Let Distortion Guide Restoration (DGR): A physics-informed learning framework for Prostate Diffusion MRI
Ziyang Long, Binesh Nader, Lixia Wang, Archana Vadiraj Malaji, Chia-Chi Yang, Haoran Sun, Rola Saouaf, Timothy Daskivich, Hyung Kim, Yibin Xie, Debiao Li, Hsin-Jung Yang
TL;DR
This work tackles severe susceptibility distortions in prostate diffusion MRI, especially with metallic implants, by learning to invert a forward physics-based distortion model. The authors introduce Distortion-Guided Restoration (DGR), a hybrid CNN–diffusion framework that is trained on large-scale synthetic distorted/undistorted pairs generated from distortion-free references and $B_0$ templates, guided by $T_2$-weighted anatomy. DGR demonstrates superior quantitative accuracy on synthetic ground-truth data (higher PSNR and lower NMSE) and significantly improves radiologist-rated image quality and diagnostic confidence in a clinical test cohort, outperforming acquisition-dependent methods like FSL FUGUE and TOPUP. By integrating physics-based forward modeling with conditional diffusion refinement, DGR offers a practical, acquisition-free solution for robust prostate DWI restoration, including in metal-affected imaging where conventional corrections often fail.
Abstract
We present Distortion-Guided Restoration (DGR), a physics-informed hybrid CNN-diffusion framework for acquisition-free correction of severe susceptibility-induced distortions in prostate single-shot EPI diffusion-weighted imaging (DWI).
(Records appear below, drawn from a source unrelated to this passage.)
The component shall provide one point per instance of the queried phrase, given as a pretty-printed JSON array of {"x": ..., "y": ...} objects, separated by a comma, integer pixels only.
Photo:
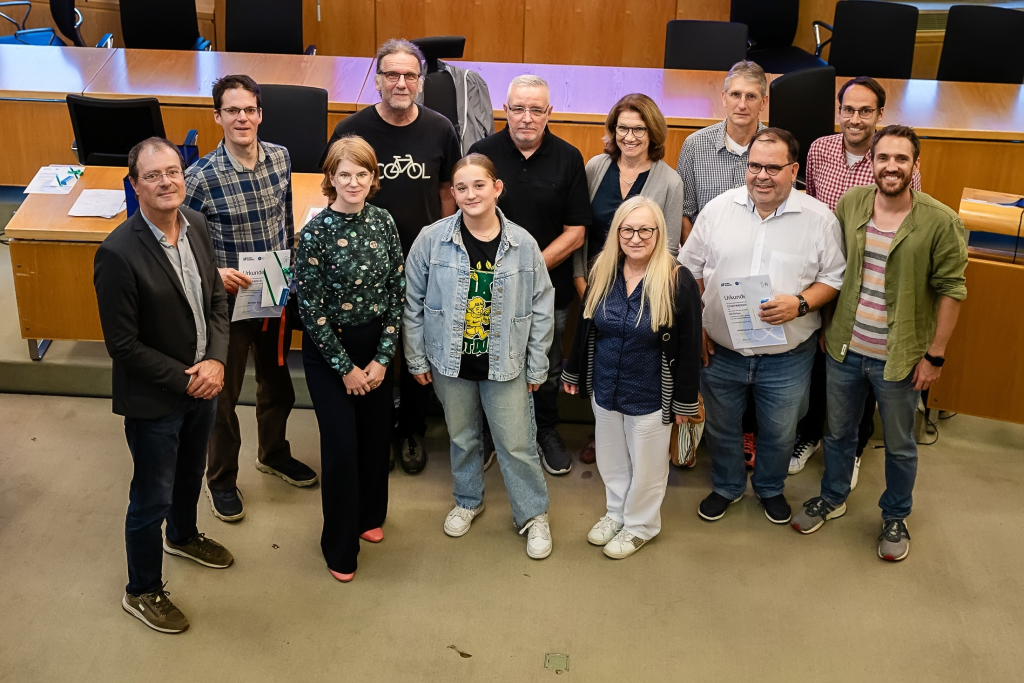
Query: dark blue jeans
[
  {"x": 779, "y": 383},
  {"x": 848, "y": 383},
  {"x": 170, "y": 459}
]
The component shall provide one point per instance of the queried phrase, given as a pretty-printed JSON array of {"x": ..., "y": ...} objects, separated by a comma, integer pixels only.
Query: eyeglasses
[
  {"x": 535, "y": 112},
  {"x": 644, "y": 232},
  {"x": 770, "y": 169},
  {"x": 393, "y": 76},
  {"x": 360, "y": 177},
  {"x": 235, "y": 111},
  {"x": 638, "y": 131},
  {"x": 173, "y": 174},
  {"x": 848, "y": 112}
]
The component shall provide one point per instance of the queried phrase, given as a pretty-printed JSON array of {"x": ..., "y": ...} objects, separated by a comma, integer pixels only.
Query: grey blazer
[{"x": 664, "y": 185}]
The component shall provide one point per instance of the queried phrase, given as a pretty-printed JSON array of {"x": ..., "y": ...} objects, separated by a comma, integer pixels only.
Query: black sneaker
[
  {"x": 714, "y": 506},
  {"x": 776, "y": 509},
  {"x": 292, "y": 471},
  {"x": 554, "y": 457},
  {"x": 226, "y": 504},
  {"x": 411, "y": 455}
]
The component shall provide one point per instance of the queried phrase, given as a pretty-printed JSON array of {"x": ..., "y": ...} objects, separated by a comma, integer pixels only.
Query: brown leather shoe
[{"x": 589, "y": 454}]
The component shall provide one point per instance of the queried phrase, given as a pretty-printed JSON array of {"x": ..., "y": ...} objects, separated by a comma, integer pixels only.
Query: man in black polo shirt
[{"x": 546, "y": 194}]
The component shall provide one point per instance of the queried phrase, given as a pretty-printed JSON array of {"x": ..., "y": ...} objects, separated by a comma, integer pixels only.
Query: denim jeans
[
  {"x": 546, "y": 398},
  {"x": 779, "y": 383},
  {"x": 509, "y": 409},
  {"x": 170, "y": 458},
  {"x": 848, "y": 383}
]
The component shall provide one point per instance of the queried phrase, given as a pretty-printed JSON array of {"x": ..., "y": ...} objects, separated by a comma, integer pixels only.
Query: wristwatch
[{"x": 804, "y": 306}]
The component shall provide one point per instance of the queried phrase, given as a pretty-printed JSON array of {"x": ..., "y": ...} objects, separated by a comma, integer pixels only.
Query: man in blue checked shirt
[{"x": 244, "y": 188}]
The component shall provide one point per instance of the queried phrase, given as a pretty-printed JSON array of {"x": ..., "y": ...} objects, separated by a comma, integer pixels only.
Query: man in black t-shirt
[
  {"x": 416, "y": 148},
  {"x": 546, "y": 194}
]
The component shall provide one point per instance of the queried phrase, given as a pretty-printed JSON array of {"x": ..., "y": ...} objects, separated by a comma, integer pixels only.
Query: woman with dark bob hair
[{"x": 351, "y": 287}]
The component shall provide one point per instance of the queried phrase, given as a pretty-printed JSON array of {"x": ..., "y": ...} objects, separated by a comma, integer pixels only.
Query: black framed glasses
[
  {"x": 644, "y": 232},
  {"x": 770, "y": 169},
  {"x": 393, "y": 76}
]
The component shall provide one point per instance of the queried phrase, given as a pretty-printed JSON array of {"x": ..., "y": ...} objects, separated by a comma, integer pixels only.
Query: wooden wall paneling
[
  {"x": 978, "y": 379},
  {"x": 596, "y": 32},
  {"x": 949, "y": 166},
  {"x": 48, "y": 137},
  {"x": 48, "y": 274},
  {"x": 347, "y": 28}
]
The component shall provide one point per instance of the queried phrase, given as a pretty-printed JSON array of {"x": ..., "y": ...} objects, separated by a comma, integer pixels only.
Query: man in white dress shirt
[{"x": 765, "y": 228}]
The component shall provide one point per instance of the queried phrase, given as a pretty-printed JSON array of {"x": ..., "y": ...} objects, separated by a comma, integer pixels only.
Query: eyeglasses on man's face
[
  {"x": 393, "y": 76},
  {"x": 173, "y": 174},
  {"x": 233, "y": 112},
  {"x": 645, "y": 232},
  {"x": 848, "y": 112},
  {"x": 770, "y": 169},
  {"x": 638, "y": 131}
]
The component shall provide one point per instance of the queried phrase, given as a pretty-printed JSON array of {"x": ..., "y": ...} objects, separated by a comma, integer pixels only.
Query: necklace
[{"x": 629, "y": 183}]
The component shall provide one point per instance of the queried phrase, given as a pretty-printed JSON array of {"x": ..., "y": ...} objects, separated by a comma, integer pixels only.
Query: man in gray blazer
[{"x": 164, "y": 313}]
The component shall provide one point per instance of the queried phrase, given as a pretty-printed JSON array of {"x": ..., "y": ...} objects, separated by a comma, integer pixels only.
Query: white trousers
[{"x": 633, "y": 460}]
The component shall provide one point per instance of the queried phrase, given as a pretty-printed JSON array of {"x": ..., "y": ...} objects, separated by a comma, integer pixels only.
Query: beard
[{"x": 888, "y": 190}]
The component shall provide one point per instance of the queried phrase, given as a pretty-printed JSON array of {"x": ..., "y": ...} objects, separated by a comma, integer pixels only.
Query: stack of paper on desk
[{"x": 101, "y": 203}]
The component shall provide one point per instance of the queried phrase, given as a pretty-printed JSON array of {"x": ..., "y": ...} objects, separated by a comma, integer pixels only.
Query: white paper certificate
[
  {"x": 249, "y": 301},
  {"x": 745, "y": 329}
]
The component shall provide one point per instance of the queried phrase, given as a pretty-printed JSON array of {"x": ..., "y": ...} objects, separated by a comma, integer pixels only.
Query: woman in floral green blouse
[{"x": 350, "y": 292}]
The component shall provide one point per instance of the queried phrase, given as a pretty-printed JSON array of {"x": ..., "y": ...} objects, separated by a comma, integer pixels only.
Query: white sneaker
[
  {"x": 802, "y": 452},
  {"x": 604, "y": 530},
  {"x": 539, "y": 540},
  {"x": 459, "y": 520},
  {"x": 624, "y": 545}
]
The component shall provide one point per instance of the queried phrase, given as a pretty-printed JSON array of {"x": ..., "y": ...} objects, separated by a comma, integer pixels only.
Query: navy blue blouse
[
  {"x": 606, "y": 201},
  {"x": 627, "y": 353}
]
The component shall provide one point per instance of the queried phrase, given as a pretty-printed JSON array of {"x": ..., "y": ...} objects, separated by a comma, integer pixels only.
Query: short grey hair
[
  {"x": 750, "y": 71},
  {"x": 527, "y": 81},
  {"x": 400, "y": 46}
]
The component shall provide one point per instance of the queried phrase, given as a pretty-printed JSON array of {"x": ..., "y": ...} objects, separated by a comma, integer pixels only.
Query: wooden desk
[
  {"x": 34, "y": 121},
  {"x": 51, "y": 256},
  {"x": 183, "y": 83}
]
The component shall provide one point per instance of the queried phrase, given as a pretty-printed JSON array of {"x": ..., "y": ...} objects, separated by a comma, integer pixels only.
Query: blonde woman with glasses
[{"x": 637, "y": 355}]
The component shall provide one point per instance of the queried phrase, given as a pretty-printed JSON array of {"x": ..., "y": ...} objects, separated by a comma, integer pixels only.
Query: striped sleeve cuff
[{"x": 688, "y": 410}]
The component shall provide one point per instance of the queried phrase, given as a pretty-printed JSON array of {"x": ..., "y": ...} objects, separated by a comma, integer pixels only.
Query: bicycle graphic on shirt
[{"x": 403, "y": 165}]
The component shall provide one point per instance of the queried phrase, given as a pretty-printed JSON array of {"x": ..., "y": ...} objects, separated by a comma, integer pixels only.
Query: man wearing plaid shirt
[
  {"x": 244, "y": 188},
  {"x": 835, "y": 164}
]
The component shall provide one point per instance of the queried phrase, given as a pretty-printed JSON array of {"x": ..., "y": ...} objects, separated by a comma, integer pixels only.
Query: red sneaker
[
  {"x": 373, "y": 536},
  {"x": 750, "y": 450}
]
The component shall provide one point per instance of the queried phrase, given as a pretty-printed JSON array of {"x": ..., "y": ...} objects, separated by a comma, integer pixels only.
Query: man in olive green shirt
[{"x": 895, "y": 313}]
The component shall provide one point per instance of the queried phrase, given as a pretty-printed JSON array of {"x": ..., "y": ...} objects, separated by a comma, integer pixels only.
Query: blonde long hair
[{"x": 658, "y": 284}]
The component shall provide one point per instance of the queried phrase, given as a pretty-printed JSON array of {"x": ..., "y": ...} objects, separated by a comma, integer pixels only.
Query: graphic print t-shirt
[
  {"x": 414, "y": 161},
  {"x": 476, "y": 334}
]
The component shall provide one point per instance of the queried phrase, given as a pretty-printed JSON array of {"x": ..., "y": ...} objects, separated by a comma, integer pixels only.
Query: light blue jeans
[
  {"x": 780, "y": 386},
  {"x": 847, "y": 384},
  {"x": 509, "y": 408}
]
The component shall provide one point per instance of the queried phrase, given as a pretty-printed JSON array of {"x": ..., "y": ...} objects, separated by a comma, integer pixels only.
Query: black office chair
[
  {"x": 982, "y": 45},
  {"x": 168, "y": 25},
  {"x": 295, "y": 117},
  {"x": 804, "y": 103},
  {"x": 438, "y": 87},
  {"x": 107, "y": 129},
  {"x": 772, "y": 26},
  {"x": 65, "y": 15},
  {"x": 891, "y": 25},
  {"x": 269, "y": 27},
  {"x": 704, "y": 45}
]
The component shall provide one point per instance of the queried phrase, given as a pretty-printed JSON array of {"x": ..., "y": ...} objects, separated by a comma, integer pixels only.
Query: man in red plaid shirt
[{"x": 835, "y": 164}]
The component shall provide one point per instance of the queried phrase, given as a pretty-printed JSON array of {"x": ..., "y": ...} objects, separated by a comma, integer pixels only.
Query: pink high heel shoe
[
  {"x": 373, "y": 536},
  {"x": 343, "y": 578}
]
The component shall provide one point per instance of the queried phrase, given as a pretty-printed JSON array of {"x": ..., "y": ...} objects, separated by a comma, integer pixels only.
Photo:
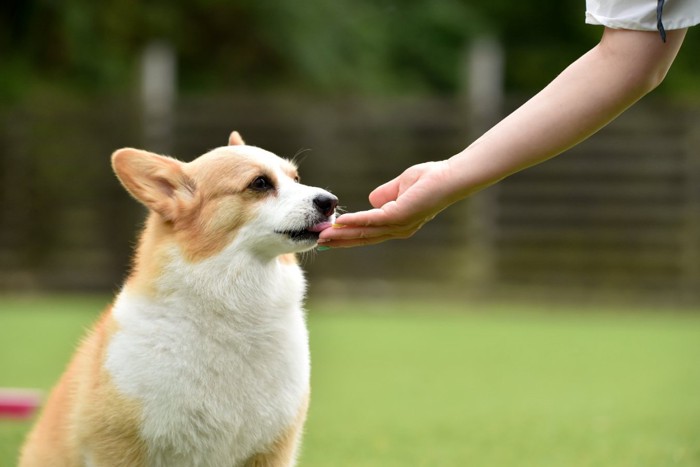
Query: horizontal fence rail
[{"x": 619, "y": 213}]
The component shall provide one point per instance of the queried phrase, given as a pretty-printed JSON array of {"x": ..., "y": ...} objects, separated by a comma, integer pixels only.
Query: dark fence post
[
  {"x": 690, "y": 254},
  {"x": 485, "y": 96}
]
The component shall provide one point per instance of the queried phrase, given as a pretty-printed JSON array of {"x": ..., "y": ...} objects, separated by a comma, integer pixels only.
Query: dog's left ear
[
  {"x": 158, "y": 182},
  {"x": 235, "y": 139}
]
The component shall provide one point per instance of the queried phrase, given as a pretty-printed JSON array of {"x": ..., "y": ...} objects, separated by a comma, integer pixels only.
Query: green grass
[{"x": 427, "y": 385}]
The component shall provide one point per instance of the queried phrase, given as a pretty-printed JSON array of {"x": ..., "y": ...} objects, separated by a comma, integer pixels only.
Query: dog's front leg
[{"x": 283, "y": 452}]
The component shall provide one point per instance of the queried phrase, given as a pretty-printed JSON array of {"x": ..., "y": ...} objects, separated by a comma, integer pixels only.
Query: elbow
[{"x": 653, "y": 78}]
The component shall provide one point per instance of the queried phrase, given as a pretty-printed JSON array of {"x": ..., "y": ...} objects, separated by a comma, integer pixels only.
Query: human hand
[{"x": 401, "y": 207}]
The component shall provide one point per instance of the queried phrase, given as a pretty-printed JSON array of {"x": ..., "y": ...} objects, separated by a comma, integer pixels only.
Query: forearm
[{"x": 590, "y": 93}]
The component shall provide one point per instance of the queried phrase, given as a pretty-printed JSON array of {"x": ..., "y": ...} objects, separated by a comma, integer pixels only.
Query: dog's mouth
[{"x": 308, "y": 233}]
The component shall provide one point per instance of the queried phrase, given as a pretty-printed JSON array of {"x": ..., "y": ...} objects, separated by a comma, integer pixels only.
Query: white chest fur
[{"x": 220, "y": 371}]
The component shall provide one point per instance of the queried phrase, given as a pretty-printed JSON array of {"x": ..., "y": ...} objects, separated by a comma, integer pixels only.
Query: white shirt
[{"x": 641, "y": 14}]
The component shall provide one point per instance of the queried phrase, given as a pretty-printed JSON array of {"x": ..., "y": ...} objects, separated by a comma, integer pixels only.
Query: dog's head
[{"x": 234, "y": 196}]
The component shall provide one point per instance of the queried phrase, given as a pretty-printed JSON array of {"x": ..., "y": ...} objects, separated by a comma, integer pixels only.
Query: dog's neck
[{"x": 234, "y": 279}]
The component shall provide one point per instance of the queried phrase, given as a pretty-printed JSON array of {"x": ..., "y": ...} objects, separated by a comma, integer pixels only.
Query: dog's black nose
[{"x": 325, "y": 204}]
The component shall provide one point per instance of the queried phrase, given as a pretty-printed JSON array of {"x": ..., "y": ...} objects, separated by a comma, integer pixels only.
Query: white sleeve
[{"x": 641, "y": 14}]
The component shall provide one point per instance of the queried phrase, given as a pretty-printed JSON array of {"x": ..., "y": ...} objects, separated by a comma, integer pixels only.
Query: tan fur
[
  {"x": 192, "y": 213},
  {"x": 282, "y": 451},
  {"x": 75, "y": 413}
]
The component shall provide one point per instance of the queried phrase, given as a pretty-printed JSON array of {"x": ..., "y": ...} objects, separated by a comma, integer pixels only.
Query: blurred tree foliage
[{"x": 310, "y": 46}]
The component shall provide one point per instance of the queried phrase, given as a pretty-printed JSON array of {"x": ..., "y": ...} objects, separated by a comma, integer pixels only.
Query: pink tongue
[{"x": 320, "y": 227}]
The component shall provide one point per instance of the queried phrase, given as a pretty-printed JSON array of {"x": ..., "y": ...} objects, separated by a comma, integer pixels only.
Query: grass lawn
[{"x": 424, "y": 384}]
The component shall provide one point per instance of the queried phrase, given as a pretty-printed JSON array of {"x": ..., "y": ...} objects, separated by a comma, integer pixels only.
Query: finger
[
  {"x": 355, "y": 242},
  {"x": 362, "y": 218},
  {"x": 347, "y": 232}
]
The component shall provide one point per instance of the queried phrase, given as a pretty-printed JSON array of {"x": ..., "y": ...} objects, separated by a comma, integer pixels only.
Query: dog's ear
[
  {"x": 235, "y": 139},
  {"x": 158, "y": 182}
]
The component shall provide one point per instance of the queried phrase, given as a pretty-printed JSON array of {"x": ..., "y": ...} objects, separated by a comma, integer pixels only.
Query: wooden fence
[{"x": 618, "y": 214}]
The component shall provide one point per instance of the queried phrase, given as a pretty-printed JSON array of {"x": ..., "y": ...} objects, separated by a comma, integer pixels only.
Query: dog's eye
[{"x": 261, "y": 183}]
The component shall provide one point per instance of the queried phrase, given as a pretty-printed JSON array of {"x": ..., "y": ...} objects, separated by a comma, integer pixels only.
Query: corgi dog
[{"x": 202, "y": 359}]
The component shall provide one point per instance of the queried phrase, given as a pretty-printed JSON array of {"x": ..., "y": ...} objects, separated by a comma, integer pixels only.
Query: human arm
[{"x": 623, "y": 67}]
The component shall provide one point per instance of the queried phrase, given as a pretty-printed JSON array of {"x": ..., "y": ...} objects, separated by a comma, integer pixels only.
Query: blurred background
[{"x": 359, "y": 90}]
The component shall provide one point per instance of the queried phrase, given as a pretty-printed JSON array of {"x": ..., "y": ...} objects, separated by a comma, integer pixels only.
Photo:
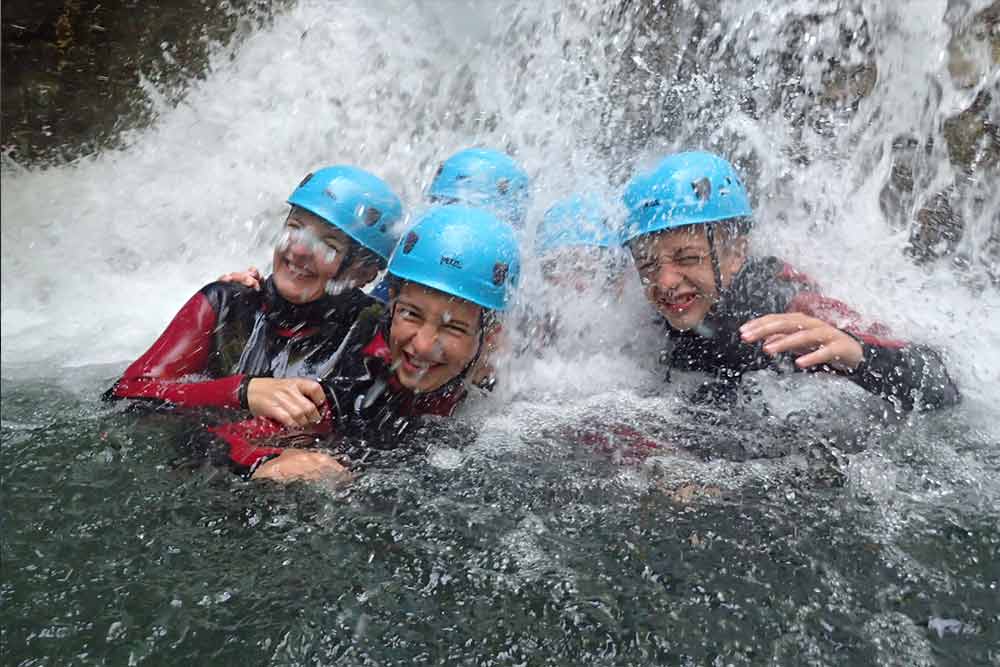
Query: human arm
[
  {"x": 821, "y": 331},
  {"x": 251, "y": 450},
  {"x": 182, "y": 350}
]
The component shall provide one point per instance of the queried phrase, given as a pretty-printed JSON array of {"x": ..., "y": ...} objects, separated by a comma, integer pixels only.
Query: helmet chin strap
[{"x": 714, "y": 254}]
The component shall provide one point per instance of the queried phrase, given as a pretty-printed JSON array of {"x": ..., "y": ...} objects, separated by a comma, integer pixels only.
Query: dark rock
[{"x": 71, "y": 68}]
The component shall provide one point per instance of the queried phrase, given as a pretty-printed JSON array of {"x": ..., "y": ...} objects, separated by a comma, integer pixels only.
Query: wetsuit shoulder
[{"x": 224, "y": 294}]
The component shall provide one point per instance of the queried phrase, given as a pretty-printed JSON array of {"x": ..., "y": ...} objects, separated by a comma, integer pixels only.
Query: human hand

DGR is trained to invert a realistic forward distortion model using large-scale paired distorted and undistorted data synthesized from distortion-free prostate DWI and co-registered T2-weighted images from 410 multi-institutional studies, together with 11 measured B0 field maps from metal-implant cases incorporated into a forward simulator to generate low-b DWI (b = 50 s per mm squared), high-b DWI (b = 1400 s per mm squared), and ADC distortions. The network couples a CNN-based geometric correction module with conditional diffusion refinement under T2-weighted anatomical guidance. On a held-out synthetic validation set (n = 34) using ground-truth simulated distortion fields, DGR achieved higher PSNR and lower NMSE than FSL TOPUP and FUGUE. In 34 real clinical studies with severe distortion, including hip prostheses and marked rectal distension, DGR improved geometric fidelity and increased radiologist-rated image quality and diagnostic confidence. Overall, learning the inverse of a physically simulated forward process provides a practical alternative to acquisition-dependent distortion-correction pipelines for prostate DWI.